Houses Razed and Civilians Flee As Border Fighting Continues

Heavy fighting between troops massed along Oddar Meanchey province’s border with Thailand erupted for the third straight day yesterday, displacing hundreds more civilians on either side but leaving the official death toll at 11.

The weekend’s fighting elicited new expressions of concern from the UN Secretariat and threw fresh doubt on Asean’s already troubled mediation of a conflict that is now almost three years old.

The Defense Ministry yesterday accused Thailand of launching an unprovoked barrage of rocket fire at 9:40 am that included “thousands of artillery rounds” into Banteay Ampil district, hundreds of them into civilian settlements. It said an attempt by Thai troops to take Ta Moan temple, where the fighting erupted on Friday, was repelled.

It also accused Thailand of firing 105mm rockets loaded with un­specified “poisonous gas,” a claim the Thai Foreign Affairs Ministry has denied.

Both sides accuse the other of starting the latest clash, which broke out Friday morning around Ta Moan and Ta Krabei temples, about 150 km west of the scene of deadly border fighting in Feb­ruary. Thailand has counted five dead soldiers on its side and Cambodia, six.

The Defense Ministry reported no new casualties yesterday despite the heavy shelling.

RCAF Brigadier General Dy Pen, who heads Thai-Cambodian border affairs at the ministry, said the shelling yesterday, which ended just after 1 pm, struck Kokmon commune hardest.

“They fired the shells, the 155mm shells, at Kokmon commune,” he said. “The villagers are fine, but they are terrified and continue to evacuate the area.”

Local staff for the human rights group Adhoc said Thai rocket fire had razed at least six houses and a school in Kok Khpos commune’s Bos Thom village.

“The Thais just fired shells all over the place, and some hit villagers’ houses,” said provincial governor Pich Sokhin. “It is lucky they were evacuated on time.”

He said makeshift shelters for the nearly 10,000 civilians who have thus far fled the fighting had been set up in Samraong City, about 30 km from the border.

“Over the three days, about 2,560 families, or 9,800 people, have been removed from the danger zone,” said Nhim Vanda, vice president of the National Disaster Management Committee. “They stay in pagodas, school grounds, parks, removable shelters and villagers’ homes.”

He said conditions were holding for now.

“Now, there are no major problems for the evacuees, but there could be sanitation problems if this lasts long,” he said.

Later in the day, the Defense Ministry again accused Thailand of firing “toxic gas” in “a barbaric act of aggression.” It called Thailand’s claims that Cambodia had fired truck-mounted BM-21 rockets “exaggerated.”

Thailand accused Cambodia of firing rockets at two Thai villages and a hospital in Surin province and forcing 16,000 of its own citizens to flee.

From New York, UN Secretary-General Ban Ki-moon urged restraint from both sides.

According to a statement from his office Saturday, Mr Ban “called on both sides to exercise maximum restraint” and “take immediate measures for an effective and verifiable cease-fire.”

During February’s fighting around Preah Vihear temple, Prime Minister Hun Sen personally appealed to the UN Security Council for UN peacekeepers to set up a buffer zone near the 11th-century World Heritage Site.

At a meeting at its New York headquarters later that month, the council instead referred mediation efforts to Asean. Since then, Indonesia, as the current chair of the regional body, has presided over labored negotiations that have thus far yielded little.
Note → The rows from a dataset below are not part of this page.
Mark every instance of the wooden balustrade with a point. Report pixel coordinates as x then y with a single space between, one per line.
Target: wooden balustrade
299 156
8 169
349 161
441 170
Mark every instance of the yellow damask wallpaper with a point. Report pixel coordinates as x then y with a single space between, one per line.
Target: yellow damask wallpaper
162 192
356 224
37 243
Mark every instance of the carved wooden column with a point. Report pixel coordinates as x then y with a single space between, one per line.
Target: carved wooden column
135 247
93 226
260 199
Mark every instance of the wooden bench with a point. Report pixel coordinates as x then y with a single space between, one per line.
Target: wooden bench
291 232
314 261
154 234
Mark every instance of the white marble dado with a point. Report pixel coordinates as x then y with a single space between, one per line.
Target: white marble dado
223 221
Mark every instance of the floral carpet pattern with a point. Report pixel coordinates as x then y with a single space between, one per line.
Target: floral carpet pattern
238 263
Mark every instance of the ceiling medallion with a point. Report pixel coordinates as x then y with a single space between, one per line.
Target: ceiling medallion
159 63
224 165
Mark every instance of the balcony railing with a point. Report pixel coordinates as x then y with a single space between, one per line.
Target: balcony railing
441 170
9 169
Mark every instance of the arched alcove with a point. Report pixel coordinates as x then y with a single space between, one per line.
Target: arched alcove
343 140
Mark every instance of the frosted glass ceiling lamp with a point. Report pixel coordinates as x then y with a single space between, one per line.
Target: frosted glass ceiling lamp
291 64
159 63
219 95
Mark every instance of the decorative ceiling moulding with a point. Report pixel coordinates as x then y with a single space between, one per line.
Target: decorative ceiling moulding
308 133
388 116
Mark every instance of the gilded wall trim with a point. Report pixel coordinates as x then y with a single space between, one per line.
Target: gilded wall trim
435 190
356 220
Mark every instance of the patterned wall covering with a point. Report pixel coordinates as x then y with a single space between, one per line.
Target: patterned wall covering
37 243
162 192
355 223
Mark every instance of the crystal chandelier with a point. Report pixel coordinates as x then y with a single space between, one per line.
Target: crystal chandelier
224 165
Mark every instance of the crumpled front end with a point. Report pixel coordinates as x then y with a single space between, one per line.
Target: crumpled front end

Though both sides in principle agreed to host Indonesian observers on either side to monitor their unofficial cease-fire, their arrival has been held up by Thailand’s refusal to let them into the disputed area itself.

Yesterday, however, Foreign Ministry spokesman Koy Kuong said Indonesian Foreign Minister Marty Natalegawa was to travel to Cambodia today and Thailand on Tuesday to see both sides sign Jakarta’s terms for the observers, clearing the way for their arrival.
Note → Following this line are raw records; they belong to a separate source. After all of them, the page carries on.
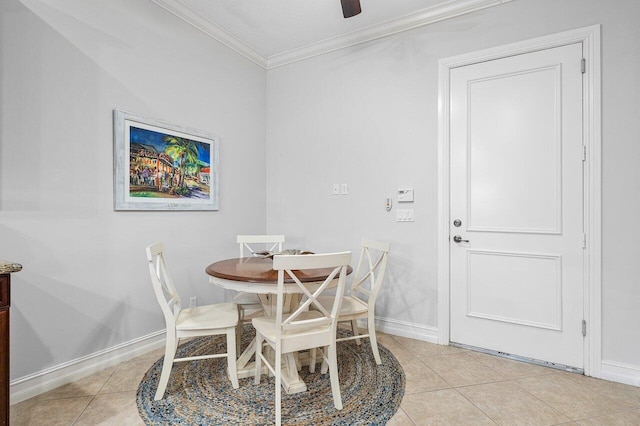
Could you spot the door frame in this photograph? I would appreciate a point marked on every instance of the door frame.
(591, 91)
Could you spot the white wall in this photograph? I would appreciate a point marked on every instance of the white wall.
(367, 116)
(65, 66)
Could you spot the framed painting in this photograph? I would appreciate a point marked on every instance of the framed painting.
(160, 166)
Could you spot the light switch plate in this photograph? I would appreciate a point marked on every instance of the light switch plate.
(405, 195)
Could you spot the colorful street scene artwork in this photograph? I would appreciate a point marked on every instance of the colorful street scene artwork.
(163, 165)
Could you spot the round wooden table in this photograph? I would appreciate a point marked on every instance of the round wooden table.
(256, 275)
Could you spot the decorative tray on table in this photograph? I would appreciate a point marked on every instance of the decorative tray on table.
(269, 254)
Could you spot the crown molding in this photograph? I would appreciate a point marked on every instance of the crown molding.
(421, 18)
(184, 12)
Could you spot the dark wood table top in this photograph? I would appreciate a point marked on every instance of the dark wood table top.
(260, 270)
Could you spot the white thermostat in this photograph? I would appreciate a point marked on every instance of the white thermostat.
(405, 195)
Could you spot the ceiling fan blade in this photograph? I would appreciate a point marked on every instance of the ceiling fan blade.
(350, 8)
Mr Kuong said he did not know when exactly the observers would arrive. But the locations Cambodia says it has agreed to seem to place them inside the disputed area, something to which Bangkok is opposed.
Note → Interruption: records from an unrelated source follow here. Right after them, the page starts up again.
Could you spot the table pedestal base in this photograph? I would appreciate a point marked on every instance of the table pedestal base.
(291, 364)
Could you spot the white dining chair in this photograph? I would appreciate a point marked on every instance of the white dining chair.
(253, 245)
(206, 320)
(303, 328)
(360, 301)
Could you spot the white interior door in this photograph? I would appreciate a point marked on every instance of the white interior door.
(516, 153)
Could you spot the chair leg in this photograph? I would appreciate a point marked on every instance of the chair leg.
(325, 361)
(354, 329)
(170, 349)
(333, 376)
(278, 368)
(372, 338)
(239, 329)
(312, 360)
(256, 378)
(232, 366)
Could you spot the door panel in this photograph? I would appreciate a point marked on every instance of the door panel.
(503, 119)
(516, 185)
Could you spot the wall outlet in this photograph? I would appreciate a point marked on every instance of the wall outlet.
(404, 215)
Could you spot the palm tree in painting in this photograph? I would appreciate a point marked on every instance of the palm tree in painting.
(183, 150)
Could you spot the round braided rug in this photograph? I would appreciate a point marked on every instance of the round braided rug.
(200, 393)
As for the border fighting in Oddar Meanchey, Mr Kuong said Cambodia would not immediately be seeking the UN Security Council’s help as it did in February during fighting around Preah Vihear temple.

“Right now, not yet,” he said. “We don’t know the next step.”

Last month, again under Indonesia’s eye in Jakarta, Thai and Cambodian officials reconvened the Joint Boundary Committee for the first time in more than two years in hopes of reigniting border demarcation talks. Though they agreed to send a joint survey team to the site of this week’s fighting, Thailand snubbed military-to-military talks intended to discuss security issues, insisting on holding them in Cambodia or Thailand.

On Saturday, Thailand said it would call for those security talks to resume “at the earliest opportunity.”